The drinks start flowing. Our first of the night is the Rue de Vin Pomme d'Or cider hailing from the alpine prefecture of Nagano. Made using golden Fuji apples from the Tomi region, it is dry, light and pleasantly fizzy, and for all in our party, a first encounter with Japanese craft cider. From the kitchen of chef Yukihito Tomiyama, a starter selection of sashimi and nigiri arrives, including the Insta-famous hamachi topped with ants. A civilised start to the proceedings by any measure.

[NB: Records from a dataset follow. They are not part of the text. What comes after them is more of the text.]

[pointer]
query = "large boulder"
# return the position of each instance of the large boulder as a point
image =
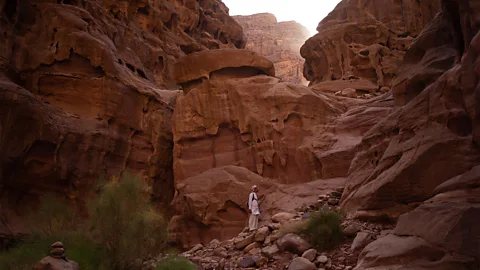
(440, 234)
(293, 243)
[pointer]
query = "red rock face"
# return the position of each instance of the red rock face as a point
(426, 152)
(81, 90)
(361, 43)
(236, 117)
(279, 42)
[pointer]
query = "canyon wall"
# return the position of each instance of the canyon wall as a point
(82, 92)
(279, 42)
(361, 43)
(426, 153)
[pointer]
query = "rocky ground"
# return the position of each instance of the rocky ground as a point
(277, 246)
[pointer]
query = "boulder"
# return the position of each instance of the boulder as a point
(361, 240)
(269, 251)
(300, 263)
(282, 217)
(248, 261)
(261, 234)
(293, 243)
(423, 134)
(322, 259)
(208, 210)
(251, 246)
(310, 254)
(357, 36)
(242, 242)
(352, 229)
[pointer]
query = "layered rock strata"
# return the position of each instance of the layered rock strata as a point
(361, 44)
(279, 42)
(81, 92)
(426, 153)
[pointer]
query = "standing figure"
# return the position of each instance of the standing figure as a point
(253, 209)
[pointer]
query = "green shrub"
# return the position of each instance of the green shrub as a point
(323, 229)
(121, 231)
(125, 223)
(78, 248)
(175, 263)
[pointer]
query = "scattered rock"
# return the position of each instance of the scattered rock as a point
(248, 261)
(300, 263)
(310, 254)
(214, 243)
(322, 259)
(282, 217)
(220, 252)
(270, 251)
(261, 234)
(252, 246)
(352, 229)
(293, 243)
(361, 240)
(242, 242)
(196, 248)
(262, 261)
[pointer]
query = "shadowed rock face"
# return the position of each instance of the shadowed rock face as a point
(80, 90)
(361, 43)
(426, 152)
(280, 42)
(274, 133)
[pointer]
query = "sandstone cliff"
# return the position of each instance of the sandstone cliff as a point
(81, 91)
(361, 43)
(280, 42)
(426, 152)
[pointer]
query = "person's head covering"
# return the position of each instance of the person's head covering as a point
(57, 244)
(57, 250)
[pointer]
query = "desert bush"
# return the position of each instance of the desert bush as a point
(323, 229)
(121, 231)
(175, 263)
(32, 249)
(292, 226)
(125, 223)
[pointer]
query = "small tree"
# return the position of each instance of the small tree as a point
(323, 229)
(125, 223)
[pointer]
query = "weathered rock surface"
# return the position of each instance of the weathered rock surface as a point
(280, 42)
(293, 243)
(361, 43)
(278, 130)
(404, 157)
(432, 138)
(213, 204)
(81, 90)
(255, 122)
(301, 264)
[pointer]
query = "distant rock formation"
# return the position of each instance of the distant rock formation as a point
(83, 91)
(361, 44)
(280, 42)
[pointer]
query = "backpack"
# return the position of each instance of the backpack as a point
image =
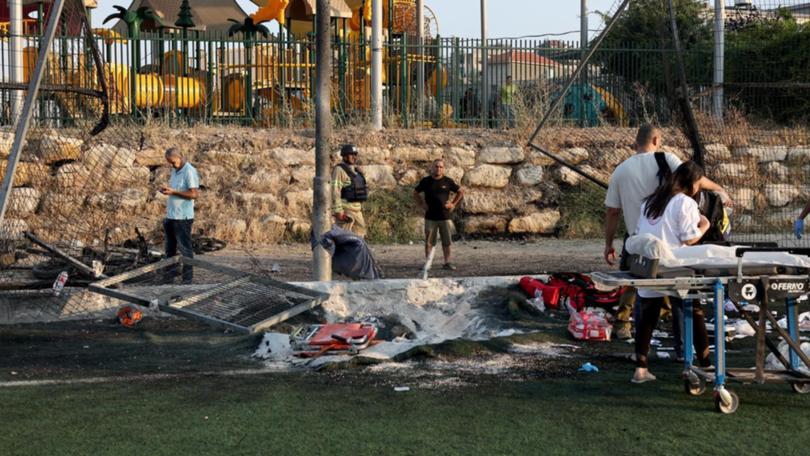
(709, 203)
(356, 191)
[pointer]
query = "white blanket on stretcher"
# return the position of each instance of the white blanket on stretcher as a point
(651, 247)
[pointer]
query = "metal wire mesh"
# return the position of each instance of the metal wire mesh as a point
(211, 293)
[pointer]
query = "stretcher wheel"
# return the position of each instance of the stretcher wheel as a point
(694, 385)
(801, 388)
(729, 408)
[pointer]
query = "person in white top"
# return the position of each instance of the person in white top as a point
(670, 214)
(632, 181)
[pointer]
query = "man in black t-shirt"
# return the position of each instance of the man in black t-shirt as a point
(438, 206)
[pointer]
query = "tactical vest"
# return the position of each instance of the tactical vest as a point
(356, 190)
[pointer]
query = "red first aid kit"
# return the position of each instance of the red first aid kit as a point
(581, 292)
(551, 293)
(335, 338)
(588, 325)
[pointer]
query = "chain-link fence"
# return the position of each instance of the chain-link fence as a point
(756, 145)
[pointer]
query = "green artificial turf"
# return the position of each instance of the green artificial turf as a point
(315, 414)
(551, 409)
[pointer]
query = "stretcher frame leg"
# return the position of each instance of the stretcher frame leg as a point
(688, 334)
(719, 337)
(791, 314)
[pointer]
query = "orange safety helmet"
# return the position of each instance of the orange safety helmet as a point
(129, 316)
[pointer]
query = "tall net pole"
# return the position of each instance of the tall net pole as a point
(719, 57)
(321, 264)
(28, 106)
(376, 64)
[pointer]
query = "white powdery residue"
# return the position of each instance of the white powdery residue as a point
(389, 367)
(274, 347)
(433, 310)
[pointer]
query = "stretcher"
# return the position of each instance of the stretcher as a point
(761, 284)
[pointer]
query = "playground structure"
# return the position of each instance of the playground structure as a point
(179, 64)
(154, 66)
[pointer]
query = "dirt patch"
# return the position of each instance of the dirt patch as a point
(472, 258)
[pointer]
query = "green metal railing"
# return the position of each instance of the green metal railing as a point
(270, 81)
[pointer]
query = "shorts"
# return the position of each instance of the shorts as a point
(443, 227)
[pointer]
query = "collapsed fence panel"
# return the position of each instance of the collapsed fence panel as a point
(211, 293)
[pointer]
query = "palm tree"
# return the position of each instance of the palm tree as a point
(133, 19)
(249, 30)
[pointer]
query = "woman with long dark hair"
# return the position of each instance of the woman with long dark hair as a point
(670, 214)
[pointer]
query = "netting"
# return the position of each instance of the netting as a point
(218, 295)
(81, 183)
(751, 123)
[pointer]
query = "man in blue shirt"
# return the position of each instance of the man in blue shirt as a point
(183, 189)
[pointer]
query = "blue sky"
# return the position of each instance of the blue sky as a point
(507, 18)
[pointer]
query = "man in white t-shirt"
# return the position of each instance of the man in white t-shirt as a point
(632, 181)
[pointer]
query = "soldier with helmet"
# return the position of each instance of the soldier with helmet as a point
(348, 192)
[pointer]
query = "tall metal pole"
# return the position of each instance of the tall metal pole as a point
(321, 263)
(16, 60)
(376, 65)
(21, 129)
(583, 44)
(420, 64)
(719, 57)
(484, 57)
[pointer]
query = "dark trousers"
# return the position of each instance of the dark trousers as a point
(178, 236)
(650, 312)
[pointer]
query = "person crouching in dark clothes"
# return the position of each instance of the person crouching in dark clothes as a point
(671, 215)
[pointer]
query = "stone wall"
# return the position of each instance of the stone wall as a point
(257, 187)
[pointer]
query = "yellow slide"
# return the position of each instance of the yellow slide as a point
(269, 10)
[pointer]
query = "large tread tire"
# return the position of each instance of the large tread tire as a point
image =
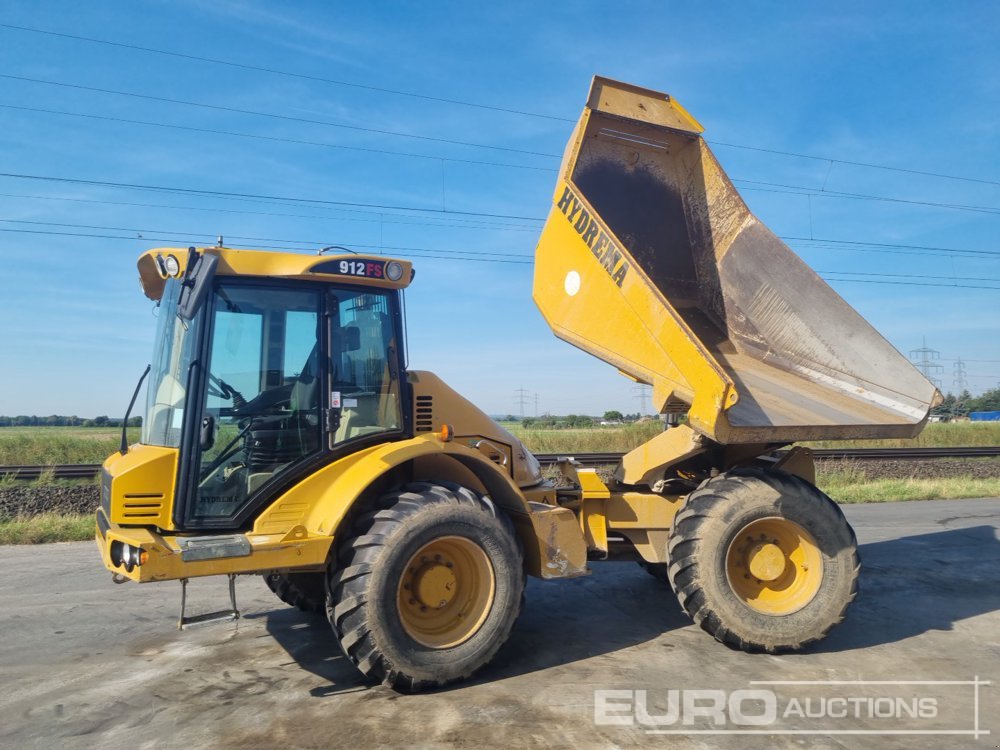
(657, 570)
(306, 591)
(363, 607)
(713, 517)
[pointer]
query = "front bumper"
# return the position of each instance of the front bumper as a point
(174, 557)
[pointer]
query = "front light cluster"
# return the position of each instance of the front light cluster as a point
(127, 556)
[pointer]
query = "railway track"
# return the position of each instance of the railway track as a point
(88, 471)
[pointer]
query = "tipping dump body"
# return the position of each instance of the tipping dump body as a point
(651, 261)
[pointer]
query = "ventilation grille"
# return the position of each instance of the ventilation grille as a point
(142, 506)
(423, 419)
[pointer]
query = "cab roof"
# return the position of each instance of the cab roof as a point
(155, 267)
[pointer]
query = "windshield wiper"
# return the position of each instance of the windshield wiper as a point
(128, 412)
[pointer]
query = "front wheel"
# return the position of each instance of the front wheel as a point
(427, 588)
(763, 560)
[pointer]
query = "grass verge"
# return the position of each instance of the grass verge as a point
(853, 486)
(48, 527)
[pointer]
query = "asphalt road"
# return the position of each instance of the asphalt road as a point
(88, 664)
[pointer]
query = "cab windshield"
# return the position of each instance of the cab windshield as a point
(176, 343)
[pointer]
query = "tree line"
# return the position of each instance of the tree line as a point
(56, 420)
(964, 403)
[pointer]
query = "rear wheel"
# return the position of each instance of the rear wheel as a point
(307, 591)
(763, 560)
(428, 587)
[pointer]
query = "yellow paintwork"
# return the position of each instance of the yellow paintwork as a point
(632, 327)
(295, 550)
(143, 485)
(651, 260)
(645, 464)
(267, 264)
(472, 427)
(297, 529)
(593, 521)
(774, 566)
(446, 592)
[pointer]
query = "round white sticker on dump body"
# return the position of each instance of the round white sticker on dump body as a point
(572, 283)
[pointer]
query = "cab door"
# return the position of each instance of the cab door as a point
(263, 403)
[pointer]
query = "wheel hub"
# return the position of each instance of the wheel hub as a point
(434, 584)
(446, 592)
(766, 562)
(774, 566)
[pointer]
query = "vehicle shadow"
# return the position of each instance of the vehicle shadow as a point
(908, 586)
(617, 606)
(308, 639)
(919, 583)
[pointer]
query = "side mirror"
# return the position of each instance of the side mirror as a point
(196, 284)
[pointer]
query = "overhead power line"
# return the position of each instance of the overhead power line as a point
(183, 238)
(276, 139)
(287, 73)
(875, 246)
(279, 200)
(772, 187)
(285, 241)
(465, 103)
(273, 115)
(376, 217)
(288, 199)
(848, 162)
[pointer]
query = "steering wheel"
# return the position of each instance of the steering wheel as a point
(220, 388)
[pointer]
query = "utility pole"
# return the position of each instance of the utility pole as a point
(640, 393)
(521, 398)
(924, 360)
(960, 381)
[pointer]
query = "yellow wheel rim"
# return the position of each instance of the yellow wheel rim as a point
(446, 592)
(774, 566)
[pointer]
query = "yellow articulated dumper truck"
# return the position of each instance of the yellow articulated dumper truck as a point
(284, 436)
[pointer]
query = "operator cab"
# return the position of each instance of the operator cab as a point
(257, 380)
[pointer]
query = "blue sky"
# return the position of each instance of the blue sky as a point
(908, 85)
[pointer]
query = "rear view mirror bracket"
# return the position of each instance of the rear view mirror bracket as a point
(197, 281)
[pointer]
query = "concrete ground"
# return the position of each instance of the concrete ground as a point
(88, 664)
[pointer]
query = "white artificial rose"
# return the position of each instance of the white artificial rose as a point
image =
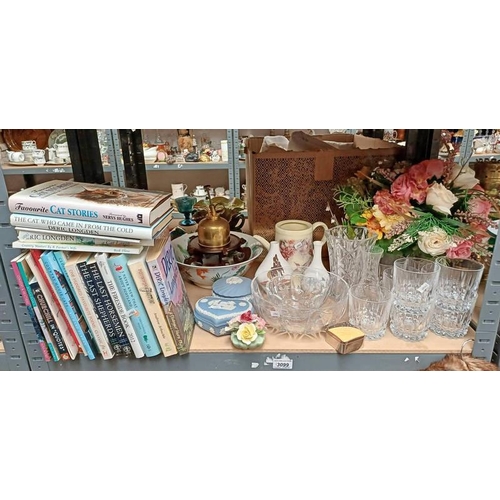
(463, 177)
(434, 242)
(440, 198)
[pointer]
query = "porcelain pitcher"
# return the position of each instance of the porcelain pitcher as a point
(295, 238)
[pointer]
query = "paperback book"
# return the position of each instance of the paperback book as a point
(59, 322)
(134, 305)
(147, 291)
(82, 298)
(91, 202)
(171, 292)
(121, 310)
(25, 290)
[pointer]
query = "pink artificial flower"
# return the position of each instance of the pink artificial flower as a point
(460, 251)
(435, 168)
(403, 187)
(418, 173)
(388, 205)
(260, 323)
(479, 206)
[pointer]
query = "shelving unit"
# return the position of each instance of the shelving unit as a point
(214, 353)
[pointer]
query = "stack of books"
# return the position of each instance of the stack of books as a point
(73, 216)
(103, 301)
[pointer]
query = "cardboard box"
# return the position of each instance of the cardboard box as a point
(298, 184)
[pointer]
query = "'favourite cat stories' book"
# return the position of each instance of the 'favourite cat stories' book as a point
(91, 202)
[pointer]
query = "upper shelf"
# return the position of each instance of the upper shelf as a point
(223, 165)
(41, 169)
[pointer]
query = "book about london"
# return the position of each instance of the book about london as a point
(94, 202)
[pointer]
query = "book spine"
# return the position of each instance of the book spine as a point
(109, 281)
(70, 247)
(80, 227)
(68, 302)
(53, 304)
(88, 306)
(52, 201)
(31, 313)
(132, 301)
(147, 293)
(29, 233)
(49, 320)
(99, 296)
(159, 279)
(63, 238)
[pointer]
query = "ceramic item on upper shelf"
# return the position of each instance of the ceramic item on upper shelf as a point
(15, 156)
(273, 259)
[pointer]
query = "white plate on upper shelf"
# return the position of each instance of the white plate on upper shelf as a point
(57, 136)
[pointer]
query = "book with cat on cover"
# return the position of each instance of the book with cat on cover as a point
(53, 307)
(86, 304)
(132, 301)
(91, 202)
(147, 291)
(171, 292)
(90, 228)
(116, 299)
(25, 290)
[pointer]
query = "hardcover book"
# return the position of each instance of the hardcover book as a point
(70, 247)
(132, 301)
(147, 291)
(53, 308)
(25, 289)
(171, 292)
(91, 202)
(122, 312)
(59, 236)
(54, 237)
(89, 228)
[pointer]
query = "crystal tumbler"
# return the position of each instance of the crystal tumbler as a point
(369, 307)
(456, 296)
(345, 251)
(414, 291)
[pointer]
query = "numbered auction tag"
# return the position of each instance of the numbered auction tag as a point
(282, 364)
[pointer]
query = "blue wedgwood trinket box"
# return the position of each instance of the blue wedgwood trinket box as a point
(213, 313)
(233, 287)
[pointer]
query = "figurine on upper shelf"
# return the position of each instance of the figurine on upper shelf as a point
(184, 140)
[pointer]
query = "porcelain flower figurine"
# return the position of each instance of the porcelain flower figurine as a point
(247, 331)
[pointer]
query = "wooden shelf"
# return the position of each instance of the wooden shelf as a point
(205, 342)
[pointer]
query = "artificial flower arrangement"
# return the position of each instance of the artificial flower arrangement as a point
(247, 331)
(435, 207)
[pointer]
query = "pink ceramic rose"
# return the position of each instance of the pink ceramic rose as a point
(479, 206)
(461, 250)
(402, 188)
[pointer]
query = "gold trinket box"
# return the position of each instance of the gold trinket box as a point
(345, 339)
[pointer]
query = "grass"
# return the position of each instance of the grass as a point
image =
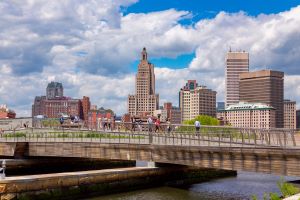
(286, 190)
(71, 135)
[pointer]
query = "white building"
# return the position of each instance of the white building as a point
(289, 108)
(196, 100)
(249, 115)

Then, we move into more familiar territory with the second "course", a tall drink that is something of a hybrid between a whisky highball and a chu-hai (shochu highball). The vanilla character of the Macallan 12 Double Cask is bolstered by the earthiness of the potato shochu and a welcome note of sweetness thanks to the addition of sherry, then lengthened with soda for an easy sipper. This is accompanied by a tomato, tofu and mixed greens salad that, paired with a long drink, left much to be desired—perhaps a more substantial dish to balance the cocktail would have been a better call.
Our first shaken drink of the night comes in the form of a yuzu daiquiri, a bright, zesty riff on the classic that uses a base of yuzu shochu. This makes for a natural pairing with a moreish chicken katsu sando—a one-two punch that hits all the right notes.